Innosight selects DBS among global strategic transformation leaders
Strategy consultancy Innosight has named DBS Bank among its global Transformation 20 list – a study of the world’s most transformative companies.
Innosight – a strategy and innovation consultancy under the umbrella of global professional services firm Huron – has adjudged Singapore’s DBS as an exemplar of strategic transformation, naming the bank among a list of twenty S&P 500 and Global 2000 businesses which have achieved the highest-impact business transformations over the past decade. Meanwhile, local telecommunications giant Singtel only narrowly missed the final cut.
To arrive at their final list – headed by Netflix, Adobe and Amazon – the analysts from Innosight and a team of independent judges looked at three key metrics; new growth – how successful the companies had been at creating new growth areas such as products, services, and markets; repositioning – how effectively they had adapted their traditional cores in the face of disruption; and financials; have they performed financially or achieved successful turnarounds.
“What businesses are doing here is fundamentally changing in form or substance,” the firm states, quoting the book Dual Transformation authored by Innosight Asia-Pacific Managing Director Scott Anthony together with co-founder Mark Johnson and advisor Clark Gilbert. “A piece, if not the essence, of the old remains, but what emerges is clearly different in material ways. It is a liquid becoming a gas. Lead turning into gold. A caterpillar becoming a butterfly.”For DBS’ part, which has achieved revenue growth of almost 40 percent from 2013 to 2018, with revenues now closing in on the $10 billion mark, Innosight notes the bank’s transformation from a regional entity to a to a global digital platform company – last year named the ‘World’s Best Bank’ by Global Finance Magazine, the first from Asia to achieve the feat. Notably, nearly half of DBS’s customer base now digital, compared to one third in just 2015.
“One of the keys to that success was not just going digital but opening up a digital platform that others can play on, taking part of the playbook from companies like Apple, Adobe and Amazon,” states Innosite. “DBS launched the world’s largest API protocol, where financial and retail partners can invisibly integrate DBS’s capabilities into their systems. By late 2018, DBS demonstrated that digital customers are at least twice as profitable as traditional customers.”

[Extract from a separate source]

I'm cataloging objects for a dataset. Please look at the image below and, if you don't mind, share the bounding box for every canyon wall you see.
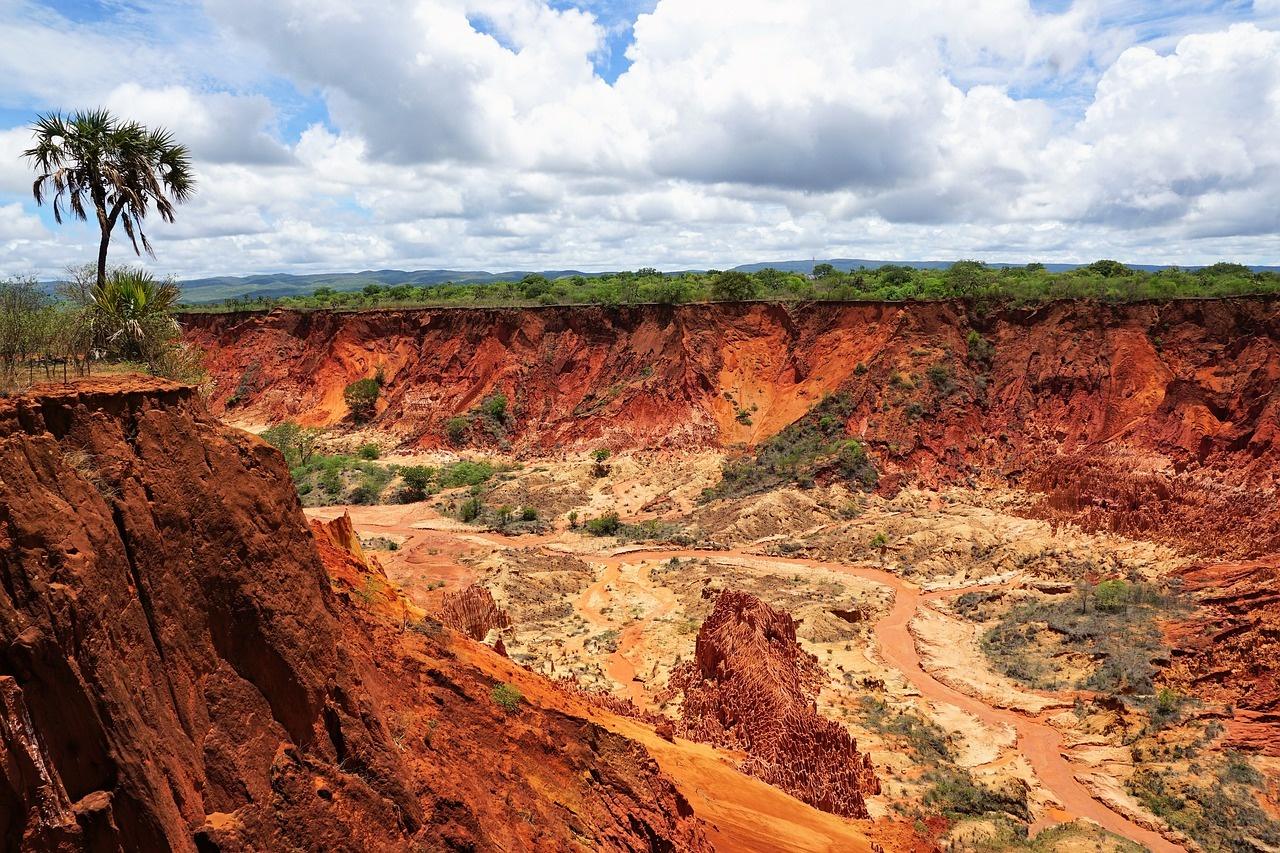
[184,298,1280,556]
[0,379,709,851]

According to Innosight, the success of the bank’s transformation has been built on a “culture-based vision of becoming a 27,000-person startup”, a notion backed by DBS CEO Piyush Gupta, who has been at the helm since 2009; “A few years ago, in running the company, we started to act less like a bank and more like a tech company. That startup culture has infused the entire organisation from top to bottom, front to back, enabling us to truly reimagine banking.”
Alongside a trio of fintech firms, DBS was the only inclusion from the traditional banking sector. Gupta continued; “We are delighted that DBS continues to be recognised as being among the world’s best for our digital transformation. Conventional wisdom is that it is difficult for a legacy company to transform at scale. Our own journey has shown otherwise, and what has worked for us is attacking the core; making transformation mainstream by changing culture company-wide.”
Other Asian companies named by Innosight – which has offices in the US, Switzerland and Singapore and last year hooked up Australian consultancy Inventium via a strategic partnership – included Chinese giants Tencent, Alibaba, Ping An among the top ten, along with AIA Group at 18th and Japan’s Fujifilm in 17th. When the growth consultancy last conducted the exercise in 2017, no Asian-headquartered companies made the abbreviated top ten.